Desde el punto de vista jurídico, México cuenta con mecanismos claros para atender estos casos. El artículo 119 constitucional y la Ley de Extradición Internacional y los tratados suscritos por el Estado mexicano, como el Tratado de Extradición entre México y Estados Unidos. Este marco prevé, entre otras cosas, la figura de la detención provisional con fines de extradición, que puede solicitarse mientras se formaliza la petición. En ese supuesto, el Estado requirente cuenta con un plazo —generalmente de hasta 60 días— para presentar la solicitud formal acompañada de las pruebas correspondientes.
No se trata de decisiones políticas discrecionales, sino de procedimientos jurídicos establecidos que deben seguirse con rigor. Y ahí es donde radica la verdadera prueba para las instituciones mexicanas.
Corresponde a la Fiscalía General de la República actuar con autonomía, imparcialidad y apego a derecho. No puede ni debe convertirse en un instrumento de protección política, ni simular investigaciones para dilatar o encubrir responsabilidades. La credibilidad institucional depende, precisamente, de su capacidad para investigar sin sesgos, incluso cuando los señalados pertenecen al grupo en el poder.
Si el Estado mexicano no investiga con seriedad y no actúa conforme a sus propias leyes, abre la puerta a que otras jurisdicciones lo hagan, luego entonces, el argumento de la soberanía pierde fuerza, porque la soberanía también se ejerce cumpliendo la ley, no evadiéndola.

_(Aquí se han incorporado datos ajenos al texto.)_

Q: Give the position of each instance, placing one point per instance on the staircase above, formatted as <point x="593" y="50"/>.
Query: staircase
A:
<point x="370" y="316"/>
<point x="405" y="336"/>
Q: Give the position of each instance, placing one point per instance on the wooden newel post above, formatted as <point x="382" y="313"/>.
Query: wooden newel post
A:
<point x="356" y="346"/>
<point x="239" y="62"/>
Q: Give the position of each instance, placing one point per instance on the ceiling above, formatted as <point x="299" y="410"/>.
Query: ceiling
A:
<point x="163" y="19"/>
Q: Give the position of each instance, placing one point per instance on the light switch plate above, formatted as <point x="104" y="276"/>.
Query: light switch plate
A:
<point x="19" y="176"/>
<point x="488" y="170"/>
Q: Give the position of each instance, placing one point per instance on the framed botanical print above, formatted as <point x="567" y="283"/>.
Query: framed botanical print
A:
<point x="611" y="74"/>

Hoy más que nunca, México necesita instituciones que estén a la altura de su responsabilidad histórica. La relación con otros países, especialmente en materia de seguridad, exige seriedad, transparencia y compromiso con la legalidad.
Defender la soberanía no es cerrar filas en torno a personas o partidos. Es defender el Estado de derecho. Y eso implica, sin excepción, que nadie esté por encima de la ley.